Iso-exercise with Millennial Barbie

Justine Toh on what obsessively watching travel yoga classes on YouTube has in common with religion and worship.

Confession: I spent an entire video work meeting this week in downward-facing dog because I knew I would not be seen.

At least (I want to say) my eyes weren’t glued to Heavenly Hippie*: my iso-exercise-YouTube binge of choice.

It’s a winning combination of yoga practice, travelporn, and a hefty dose of aspiration to look like—and vicariously live the life of—its lissom instructor. Millennial Barbie does yoga in exotic locations? Sign me up, along with one million (and counting) subscribers.

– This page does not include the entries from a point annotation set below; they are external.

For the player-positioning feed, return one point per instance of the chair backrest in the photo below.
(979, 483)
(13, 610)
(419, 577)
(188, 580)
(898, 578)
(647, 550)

Regular video exercise classes just can’t compete with travel yoga hosted by a supermodel. Hence it’s become my daily destination to stretch out my creaky, working-from-home limbs. All because I crave a fantasy of escape from the monotony of shutdown and a (sufficiently gaunt) guru to lead the way to my new, better, body.

Religion of old looks nothing like this. But the phenomenon of Heavenly Hippie is, at least, semi-religious. There’s no traditional worship, sure, but there’s much devotional activity pointing lives, practices, and bodies in the direction of what is ultimate, and ultimately meaningful, in life.

It’s been making something of a devotee out of me. But it also feels slightly tone deaf right now: the wellness equivalent of A-list celebrities bemoaning shutdown from palatial estates. Can’t fly? She travels the world. Stuck at home self-isolating? Her itinerary is so far off the beaten track that there’s never another soul in sight.

Heavenly Hippie is fairly harmless but the good life it sells is impossibly out of reach. Its host is everything we call beautiful, but everything about her leverages the gulf between her and me. A saviour who instead draws near to us? Now that would be truly divine.

* not its real name, but not far off from it either.